China continues to accuse the Dalai Lama of fomenting unrest in Tibetan areas of China, encouraging protests by Tibetan activists including public self-immolations. The White House announced the visit only on Thursday, triggering an almost instant rebuke from Beijing.
The meeting would be “a gross interference in China’s internal affairs and is a serious violation of the norms of international relations”, Foreign Ministry spokeswoman Hua Chunying said. “It will seriously damage Sino-US relations. We urge the United States to take seriously China’s concerns, immediately cancel plans for the US leader to meet the Dalai, do not facilitate and provide a platform for Dalai’s anti-China separatist activities in the United States.”

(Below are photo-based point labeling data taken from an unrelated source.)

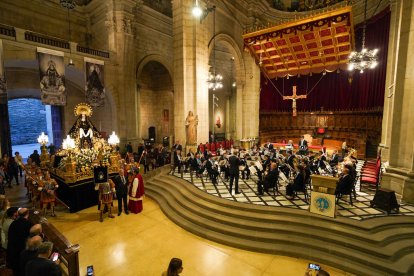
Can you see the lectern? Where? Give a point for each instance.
(323, 195)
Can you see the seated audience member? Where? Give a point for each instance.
(174, 268)
(36, 230)
(177, 160)
(10, 216)
(270, 179)
(197, 165)
(212, 170)
(345, 183)
(18, 234)
(29, 253)
(298, 183)
(334, 159)
(42, 265)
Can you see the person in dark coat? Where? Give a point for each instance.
(19, 231)
(121, 188)
(298, 183)
(269, 180)
(234, 163)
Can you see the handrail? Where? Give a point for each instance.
(69, 261)
(7, 30)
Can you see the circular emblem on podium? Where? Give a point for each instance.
(101, 175)
(322, 203)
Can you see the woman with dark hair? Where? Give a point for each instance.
(298, 183)
(174, 268)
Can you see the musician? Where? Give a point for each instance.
(246, 171)
(344, 149)
(212, 169)
(177, 160)
(289, 146)
(269, 181)
(322, 160)
(266, 163)
(290, 158)
(334, 159)
(47, 190)
(105, 198)
(298, 183)
(197, 165)
(187, 163)
(269, 145)
(303, 146)
(345, 183)
(234, 163)
(177, 146)
(224, 167)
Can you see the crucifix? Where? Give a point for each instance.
(294, 97)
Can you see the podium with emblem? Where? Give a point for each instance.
(323, 195)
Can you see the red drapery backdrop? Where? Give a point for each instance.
(334, 91)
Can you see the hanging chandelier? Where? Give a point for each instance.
(366, 59)
(215, 81)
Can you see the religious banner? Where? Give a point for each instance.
(95, 85)
(3, 84)
(52, 76)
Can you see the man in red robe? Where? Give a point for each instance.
(136, 193)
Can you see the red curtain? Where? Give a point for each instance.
(334, 90)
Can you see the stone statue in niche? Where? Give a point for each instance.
(191, 123)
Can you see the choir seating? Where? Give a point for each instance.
(328, 128)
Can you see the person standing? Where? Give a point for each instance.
(42, 265)
(19, 160)
(234, 163)
(19, 231)
(35, 157)
(121, 187)
(136, 193)
(13, 170)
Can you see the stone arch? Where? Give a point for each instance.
(154, 57)
(232, 45)
(27, 70)
(155, 96)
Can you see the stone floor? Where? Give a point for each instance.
(360, 210)
(143, 244)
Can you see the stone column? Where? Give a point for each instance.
(251, 98)
(399, 175)
(392, 63)
(228, 134)
(121, 74)
(190, 70)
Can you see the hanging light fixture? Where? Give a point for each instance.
(366, 59)
(69, 5)
(197, 11)
(215, 81)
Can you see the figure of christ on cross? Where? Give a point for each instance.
(294, 97)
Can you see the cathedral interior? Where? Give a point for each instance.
(122, 78)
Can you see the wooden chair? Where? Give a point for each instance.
(351, 192)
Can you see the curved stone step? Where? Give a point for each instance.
(355, 246)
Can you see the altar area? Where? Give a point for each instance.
(72, 166)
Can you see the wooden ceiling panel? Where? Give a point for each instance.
(310, 44)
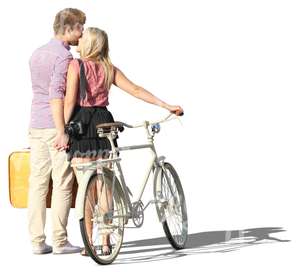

The White House responded by noting that the monk has met with several US presidents over decades. “The United States supports the Dalai Lama’s ‘Middle Way’ approach of neither assimilation nor independence for Tibetans in China,” said Caitlin Hayden, a National Security Council spokeswoman. “We are concerned about continuing tensions and the deteriorating human rights situation in Tibetan areas of China.”
Nancy Pelosi, the Democrat leader in Congress, said on Twitter: “President Obama’s meeting with the Dalai Lama today sends a strong message of support for human rights, peace, and compassion.”.
Mr Obama is due to meet Chinese leader Xi Jinping at the nuclear security summit in the Netherlands next month.
The White House is defending its decision to bar reporters and photojournalists from a meeting between Obama and the Dalai Lama.
White House spokesman Jay Carney says he acknowledges the news media's legitimate interest in covering the encounter. But he says the decision was consistent with past meetings Obama has held with the Buddhist monk.
Obama's meeting with the Dalai Lama drew harsh criticism from China even before it took place. The White House appeared to be trying to keep it low-key to avoid further aggravating Beijing.
At the same time, after declining media requests to photograph the meeting, the White House released its own photo produced by an official government photographer.
The decision comes amid growing media protests about limited access to Obama's events.